Review – Pride and Prejudice by Jane Austin – Two Bit Classics – New Wolsey Theatre till Wednesday and touring

Jane Austin was a very witty writer whose wry observations of her life and times make for engaging reading – but for today’s consumer her books can be hard work as she picks through the nuances of her society’s mores and customs. Although her world is alien to us now, her characters still resonate with brilliance –  and her themes of love, getting on in society, acquiring a good income and the battles of parents with their young adult children over their future intentions are still as relevant today.

There have been a number of films in recent times that have brought her characters to life – but can the same be done with just two actors on stage, no change of costume, and with a basic set and minimal props?

The answer is – just about. Husband and wife team of Joannah Tincey and Nick Underwood formed Two Bit Classics in 2013 to specifically tour Tincey’s adaptation of probably Austin’s most well known novel, Pride and Prejudice. This is a third revival of the original tour and between them they play 21 characters in a long two acter that covers a substantial amount of the plot.

They both play either genre and their costumes are cleverly designed to change between male and female characters with a flick of their coat tails. Characters are determined by a particular prop – a pipe and book for Mr Bennett, a handkerchief for his wife – or a particular stance.
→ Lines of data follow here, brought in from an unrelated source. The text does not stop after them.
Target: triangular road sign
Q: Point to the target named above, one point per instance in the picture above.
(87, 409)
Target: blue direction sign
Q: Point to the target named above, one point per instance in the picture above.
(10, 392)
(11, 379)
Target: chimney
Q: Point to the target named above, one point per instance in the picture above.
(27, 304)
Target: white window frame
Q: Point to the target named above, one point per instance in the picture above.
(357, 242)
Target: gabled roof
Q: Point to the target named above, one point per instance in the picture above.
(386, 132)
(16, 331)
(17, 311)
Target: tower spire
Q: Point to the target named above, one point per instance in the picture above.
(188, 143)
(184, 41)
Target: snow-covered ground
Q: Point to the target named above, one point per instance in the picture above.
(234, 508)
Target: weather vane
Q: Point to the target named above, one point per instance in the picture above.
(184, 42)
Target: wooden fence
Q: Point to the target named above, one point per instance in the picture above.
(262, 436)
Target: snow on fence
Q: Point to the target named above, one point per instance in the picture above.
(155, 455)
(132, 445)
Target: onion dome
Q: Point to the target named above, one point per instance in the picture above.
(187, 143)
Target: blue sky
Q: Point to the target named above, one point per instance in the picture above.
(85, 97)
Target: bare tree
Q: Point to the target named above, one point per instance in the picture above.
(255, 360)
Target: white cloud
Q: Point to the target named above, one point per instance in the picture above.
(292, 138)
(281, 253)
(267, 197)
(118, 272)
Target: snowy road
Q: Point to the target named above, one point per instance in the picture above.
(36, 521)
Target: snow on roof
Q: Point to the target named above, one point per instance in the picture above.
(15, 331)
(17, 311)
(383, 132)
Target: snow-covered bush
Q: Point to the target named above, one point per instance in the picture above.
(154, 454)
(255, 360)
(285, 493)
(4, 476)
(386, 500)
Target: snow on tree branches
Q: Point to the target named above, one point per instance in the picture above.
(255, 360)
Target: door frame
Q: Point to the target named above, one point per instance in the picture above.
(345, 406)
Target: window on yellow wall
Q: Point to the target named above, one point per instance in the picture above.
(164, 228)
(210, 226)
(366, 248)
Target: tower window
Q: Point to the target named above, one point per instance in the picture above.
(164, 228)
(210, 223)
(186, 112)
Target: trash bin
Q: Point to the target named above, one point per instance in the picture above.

Some characters are determined only by a prop – such as daughter Mary by a music stand.

This is all very clever – and moves at a cracking pace – and the cross dressing lends itself to some wry humour – but with a book that could fill the stage with characters there are severe limitations – many times necessitating the actors to converse with themselves almost reminiscent of a Morecombe and Wise sketch. At times it was hard to determine if this was a send up or a serious adaptation of the novel – I think perhaps the actors had not quite decided this either.

None of this of course detracts from the beauty of Austin’s language, her clever wit and her wonderfully drawn characters. This worked best when a scene involved the cut and thrust of the relationship between just two characters – ie Elizabeth and Darcy – and this play gives you a chance to indulge again in some of those moments. However, with a set that just indicated the various locations with bits of architecture hanging at odd angles and no change of costume or movement of furniture – this could easily have been a radio play – and at two and a half hours it did seem to drag by the second half. The actors are excellent and work extremely hard – but at the end I felt I’d worked equally hard to keep up!

I also think if you don’t know the book well you would struggle to follow what was going on and who was who. This production is really for Austin affectionardos and not for the faint hearted.

But if you love Jane’s writing and want to experience again some of your favourite scenes – you will enjoy this – but don’t expect an easy evening.